Hungary’s National Bureau of Investigation (NNI) has launched an investigation on suspicion of a “breach of information system or data”, following press reports that Russian hackers broke into the IT system of the Ministry of Foreign Affairs and Trade years ago and were able to access the Ministry’s communications as an open book.
Chief Public Prosecutor Péter Polt informed Ágnes Vadai, MP of the Democratic Coalition, about the opening of the investigation after the opposition politician submitted written questions to the Chief Prosecutor.
The opposition politician turned to Polt after investigative outlet Direkt36 reported that Russian hacker groups have been keeping the Foreign Ministry under cyber attack for years.

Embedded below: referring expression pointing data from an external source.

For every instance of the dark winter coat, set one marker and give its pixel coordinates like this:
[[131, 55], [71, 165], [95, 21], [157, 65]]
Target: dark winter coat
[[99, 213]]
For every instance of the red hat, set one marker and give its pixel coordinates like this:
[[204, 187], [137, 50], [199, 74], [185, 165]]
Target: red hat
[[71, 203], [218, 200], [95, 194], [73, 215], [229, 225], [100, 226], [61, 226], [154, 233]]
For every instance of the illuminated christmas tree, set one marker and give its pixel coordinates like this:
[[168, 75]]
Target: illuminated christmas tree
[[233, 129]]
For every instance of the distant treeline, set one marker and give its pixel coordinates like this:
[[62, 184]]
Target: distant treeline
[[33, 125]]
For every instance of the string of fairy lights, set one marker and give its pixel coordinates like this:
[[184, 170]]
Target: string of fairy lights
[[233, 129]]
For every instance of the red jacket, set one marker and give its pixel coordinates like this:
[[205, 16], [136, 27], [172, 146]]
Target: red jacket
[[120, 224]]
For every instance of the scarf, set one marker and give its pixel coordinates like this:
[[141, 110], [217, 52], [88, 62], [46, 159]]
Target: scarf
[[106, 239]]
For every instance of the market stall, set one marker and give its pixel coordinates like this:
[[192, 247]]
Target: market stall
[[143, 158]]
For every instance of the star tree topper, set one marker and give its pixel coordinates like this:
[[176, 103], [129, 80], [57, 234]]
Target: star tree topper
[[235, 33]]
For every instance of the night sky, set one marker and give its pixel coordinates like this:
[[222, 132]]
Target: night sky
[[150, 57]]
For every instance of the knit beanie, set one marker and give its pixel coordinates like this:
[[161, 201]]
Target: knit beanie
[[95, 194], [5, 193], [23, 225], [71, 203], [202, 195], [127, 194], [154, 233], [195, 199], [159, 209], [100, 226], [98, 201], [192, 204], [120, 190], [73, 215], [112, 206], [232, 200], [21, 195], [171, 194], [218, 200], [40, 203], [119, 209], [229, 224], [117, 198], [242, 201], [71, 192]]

According to the investigative site, Russian hackers infiltrated the IT systems of the Ministry of Foreign Affairs and Trade as early as 2012. By the second half of 2021, Direkt36 found, Russia had already completely compromised the ministry’s computer network and internal mail system, and had hacked into the encrypted network used to transmit “restricted” and “classified” state and diplomacy related information, which can otherwise only be used under strict security conditions.
The DK politician wanted to know how the chief prosecutor interprets the crime of “treason” under the Hungarian Criminal Code. She also asked whether Polt had filed an ex officio criminal complaint after the publication of the investigative article, for example on suspicion of treason, and if not, whether he would do so following the written question of Vadai.
In his reply, the Chief Prosecutor did not specify how he interpreted the legal concept of treason under Hungary’s criminal law, but indicated that he had assessed the questions as a criminal complaint and had forwarded it to the National Bureau of Investigation.
According to the NNI, an ex officio investigation was already ordered on the day the article was published “on suspicion of a breach of information system or data.”